Dans le cadre de la 38e Assemblée des délégués des JDS, le 28 mai 2016 à Bâle, le débat brûlant de la discrimination fondée sur le sexe dans le contexte religieux a été abordé sous deux angles différents. D’abord, Andreas Stöckli, professeur-assistant de droit public à l’université de Bâle, a montré dans quelles hypothèses la liberté religieuse entre en conflit avec le mandat d’égalité défini par la constitution fédérale et comment le Tribunal fédéral (TF) et la Cour européenne des droits de l’homme se sont prononcés dans des cas d’espèce. Ainsi, le TF n’a désapprouvé que récemment une interdiction du port du voile dans une école publique en se référant à l’autodétermination de la femme (arrêt 2C_121/2015). En cas de voile intégral, la question de l’autonomie de la femme se compliquerait du dilemme qu’une interdiction puisse conduire à une relégation problématique des femmes dans l’espace privé. La mise en balance de la liberté religieuse et de la parité trouverait en tous les cas sa limite lorsque, sous le couvert de la liberté religieuse, il y aurait des atteintes à l’intégrité physique et psychique.

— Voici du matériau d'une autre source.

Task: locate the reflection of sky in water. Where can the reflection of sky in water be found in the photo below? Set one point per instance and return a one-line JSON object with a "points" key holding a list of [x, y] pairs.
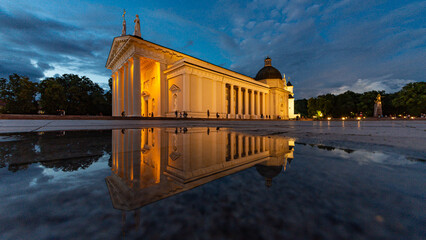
{"points": [[322, 194], [368, 157], [55, 175]]}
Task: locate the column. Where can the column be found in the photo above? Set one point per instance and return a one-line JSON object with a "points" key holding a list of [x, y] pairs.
{"points": [[246, 103], [120, 92], [232, 100], [240, 101], [223, 109], [114, 98], [117, 106], [258, 104], [264, 105], [130, 88], [186, 91], [136, 86], [126, 88], [214, 108], [232, 147], [251, 104]]}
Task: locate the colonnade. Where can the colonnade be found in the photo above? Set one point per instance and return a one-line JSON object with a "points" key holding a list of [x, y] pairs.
{"points": [[126, 89], [240, 146], [245, 103]]}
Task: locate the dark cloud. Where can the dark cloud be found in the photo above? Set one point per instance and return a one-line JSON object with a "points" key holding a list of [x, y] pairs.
{"points": [[323, 47], [332, 47], [36, 44]]}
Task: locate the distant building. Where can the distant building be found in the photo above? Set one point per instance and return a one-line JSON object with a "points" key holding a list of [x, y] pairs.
{"points": [[152, 80], [378, 106], [2, 105]]}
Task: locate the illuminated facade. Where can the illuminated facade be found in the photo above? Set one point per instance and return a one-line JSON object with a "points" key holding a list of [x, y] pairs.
{"points": [[152, 80], [153, 164]]}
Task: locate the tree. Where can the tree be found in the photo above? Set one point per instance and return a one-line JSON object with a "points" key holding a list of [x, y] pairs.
{"points": [[366, 102], [301, 106], [53, 96], [19, 93], [74, 94], [312, 107], [346, 104], [412, 98]]}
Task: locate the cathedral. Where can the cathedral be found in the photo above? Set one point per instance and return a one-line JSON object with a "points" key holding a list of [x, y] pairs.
{"points": [[150, 80]]}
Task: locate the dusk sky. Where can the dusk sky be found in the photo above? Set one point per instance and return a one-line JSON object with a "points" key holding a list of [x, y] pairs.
{"points": [[323, 46]]}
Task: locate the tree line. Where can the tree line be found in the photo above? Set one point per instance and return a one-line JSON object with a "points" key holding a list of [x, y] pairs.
{"points": [[410, 100], [70, 93]]}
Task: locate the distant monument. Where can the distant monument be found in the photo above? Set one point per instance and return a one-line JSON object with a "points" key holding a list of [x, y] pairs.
{"points": [[123, 31], [137, 31], [378, 106]]}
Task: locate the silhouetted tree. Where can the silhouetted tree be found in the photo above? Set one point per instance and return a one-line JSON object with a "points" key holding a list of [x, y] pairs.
{"points": [[412, 98], [19, 94], [75, 95]]}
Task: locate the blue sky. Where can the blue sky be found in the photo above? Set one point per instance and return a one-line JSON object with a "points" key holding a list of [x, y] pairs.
{"points": [[323, 46]]}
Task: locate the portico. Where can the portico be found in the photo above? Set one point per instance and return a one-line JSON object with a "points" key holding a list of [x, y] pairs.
{"points": [[150, 80]]}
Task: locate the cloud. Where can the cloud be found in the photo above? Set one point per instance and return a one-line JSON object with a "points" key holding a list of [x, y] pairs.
{"points": [[36, 44], [386, 83], [334, 46], [325, 46]]}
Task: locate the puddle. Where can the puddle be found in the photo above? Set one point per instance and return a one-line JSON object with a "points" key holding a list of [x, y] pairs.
{"points": [[204, 183]]}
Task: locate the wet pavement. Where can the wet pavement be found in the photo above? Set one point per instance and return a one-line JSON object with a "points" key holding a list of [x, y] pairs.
{"points": [[206, 183]]}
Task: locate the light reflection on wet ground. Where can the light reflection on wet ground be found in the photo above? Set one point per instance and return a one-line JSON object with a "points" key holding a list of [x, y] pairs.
{"points": [[204, 183]]}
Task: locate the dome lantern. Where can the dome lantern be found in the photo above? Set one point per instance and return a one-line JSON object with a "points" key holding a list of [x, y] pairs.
{"points": [[268, 61], [268, 71]]}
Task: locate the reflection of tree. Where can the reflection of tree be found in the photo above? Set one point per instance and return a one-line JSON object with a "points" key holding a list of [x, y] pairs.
{"points": [[68, 152], [72, 164]]}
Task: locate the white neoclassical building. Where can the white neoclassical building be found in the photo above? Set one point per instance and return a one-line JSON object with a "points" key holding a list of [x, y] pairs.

Ensuite, Andrea Maihofer, professeure et directrice du centre d’études des genres à l’université de Bâle, a expliqué la logique dialectique de la conception de l’égalité. La formule de l’égalité qui dit qu’il faut traiter de manière égale ce qui est égal en raison de l’égalité et de manière inégale ce qui est inégal en raison de l’inégalité contiendrait une structure dialectique dans laquelle la différence engendre une discrimination par une exclusion. En effet, le fait de prétendre que les différences entre les êtres humains seraient notables, par exemple en raison de leur genre, permettrait à la formule de servir de légitimation à la discrimination des femmes ou des personnes appartenant à une autre culture ou religion. Ainsi, le Message de 1957 relatif au suffrage féminin invoquait la dissemblance notable de la femme par rapport à l’homme pour affirmer qu’il n’était pas contraire au principe constitutionnel de l’égalité d’exclure la femme du droit de vote. Par cet exemple, Andrea Maihofer a clairement montré que l’égalité hommes-femmes actuellement reconnue par les tribunaux n’est pas forcément une évidence.
Selon la célèbre parabole des trois anneaux de Lessing, les êtres humains seraient certes différents pour être nés dans des religions différentes, mais il pourrait être fait abstraction de cette différence en raison de leur commune appartenance au genre humain. Cela signifie que la garantie des mêmes droits se base ici sur la reconnaissance en tant que personnes égales et pas, en plus, sur une reconnaissance dans leur différence.
Le fait que des différences soient considérées comme fondamentales ressortirait par exemple de la perception de l’Islam comme une menace pour la femme et par conséquent comme un motif légitime d’exclusion des mêmes droits, alors qu’en même temps, la conception usuelle de l’Eglise catholique, qui lui sert à justifier notamment son refus d’ouvrir des postes dirigeants aux femmes ou son insistance sur la famille traditionnelle, ne serait pas problématisée de la même manière dans la société. C’est pourquoi, selon Andrea Maihofer, la conception même de l’égalité a besoin de continuer à se développer pour garantir l’égalité dans les relations entre hommes et femmes. En fin de compte, il serait décisif de savoir quelle idée de l’égalité prévaudrait dans la société.
Cette thèse a, dans son résultat, été approuvée par Andreas Stöckli : celui-ci a relevé que les autorités veillent actuellement au respect du mandat de parité – dès lors que la société n’a précisément pas (encore) réalisé l’idéal de l’égalité auquel il est aspiré –, et demeurent attentives à ce que la promotion du genre féminin ne conduise en principe pas à une discrimination du genre masculin.